# "Correct" technique



## Dim7

I'm not sure in which subforum to post this. I'm curious whether in classical music there's a strong consensus what is the"correct" or "ideal" technique, and that something is a "bad habit" even though a lot of players do it naturally.

I'm mainly thinking about piano and violin technique. I've only dabbled with piano and never played violin. I have played electric guitar quite a lot and once seriously tried to become a "shredder". What I noticed that elite players had often very different ways of playing guitar in terms of how they hold the pick, whether they pick from the wrist or elbow or even from the fingers, the angle they pick from, how is their right hand touching the guitar etc. Some random internet guy might have a strong opinion that "this kind of technique is inferior and this superior", but another might have a totally different opinion. But violin and piano technique have been studied longer and more seriously, so maybe it is a bit different for those? Or not?


----------



## EddieRUKiddingVarese

For guitar, I favour figure picking as the best technique- harder to master put gives much more range in possible sounds and options


----------



## Ingélou

In classical violin, there is quite a lot of argument about which bow hold to adopt, or the type of vibrato; or whether certain passages are best played in third position or whatever. These are matters of choice, and great violinists, past and present, have tackled them in different ways.

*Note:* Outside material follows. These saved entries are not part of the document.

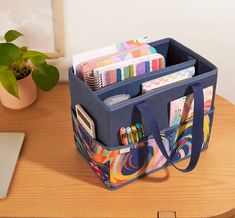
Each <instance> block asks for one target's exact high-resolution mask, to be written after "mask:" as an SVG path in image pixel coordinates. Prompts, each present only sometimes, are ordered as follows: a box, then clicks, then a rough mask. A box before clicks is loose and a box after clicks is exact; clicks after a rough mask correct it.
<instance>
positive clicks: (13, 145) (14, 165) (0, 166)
mask: <svg viewBox="0 0 235 218" xmlns="http://www.w3.org/2000/svg"><path fill="white" fill-rule="evenodd" d="M24 137H25V134H24V133H12V132H11V133H10V132H0V199H3V198H5V197H6V196H7V192H8V189H9V186H10V183H11V179H12V176H13V173H14V170H15V166H16V163H17V160H18V157H19V154H20V150H21V147H22V144H23V141H24Z"/></svg>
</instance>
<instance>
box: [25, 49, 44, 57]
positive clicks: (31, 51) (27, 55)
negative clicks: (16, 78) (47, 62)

But there are also things that are taken-as-read as being 'correct', such as keeping the left wrist straight rather than allowing your palm to have contact with the neck of the violin (except in higher positions); not gripping your violin neck too hard; and not 'sawing from the shoulder'. Different types of bowing - lifting, spiccato, portamento etc - will be required for different types of music, and it wouldn't be 'correct' to tackle them any way you felt like.

For interest, I'm posting a link to a YT video about common left hand mistakes which I found very illuminating:





When playing non-classical music, there will be wider variation. But still, there will be ideas about 'doing it right' - for example, playing double-stops in Scottish folk music, or rolls and crans in Irish.

I don't know anything about guitar, but I would have thought that classical guitar would involve a few ideas of 'correct technique'.

Every craft has its 'mystery', and I think learners have to be prepared to do what seems difficult at first in the cause of making progress.


----------



## tdc

Ingélou said:


> I don't know anything about guitar, but I would have thought that classical guitar would involve a few ideas of 'correct technique'.


Yes there are a lot of ideas about correct technique in classical guitar, too many to sum up in one post in fact. I think Scott Tennant's DvD _Pumping Nylon_ is a good starting point.

I think it is the same with the other instruments and ingelou is correct there are certain areas that are commonly agreed upon and others that are more personal preference.

Obviously getting assistance from teachers is important, but personally I prefer a teaching approach that has some flexibility as opposed to an attitude of essentially "anything that differs from what I tell you is wrong".


----------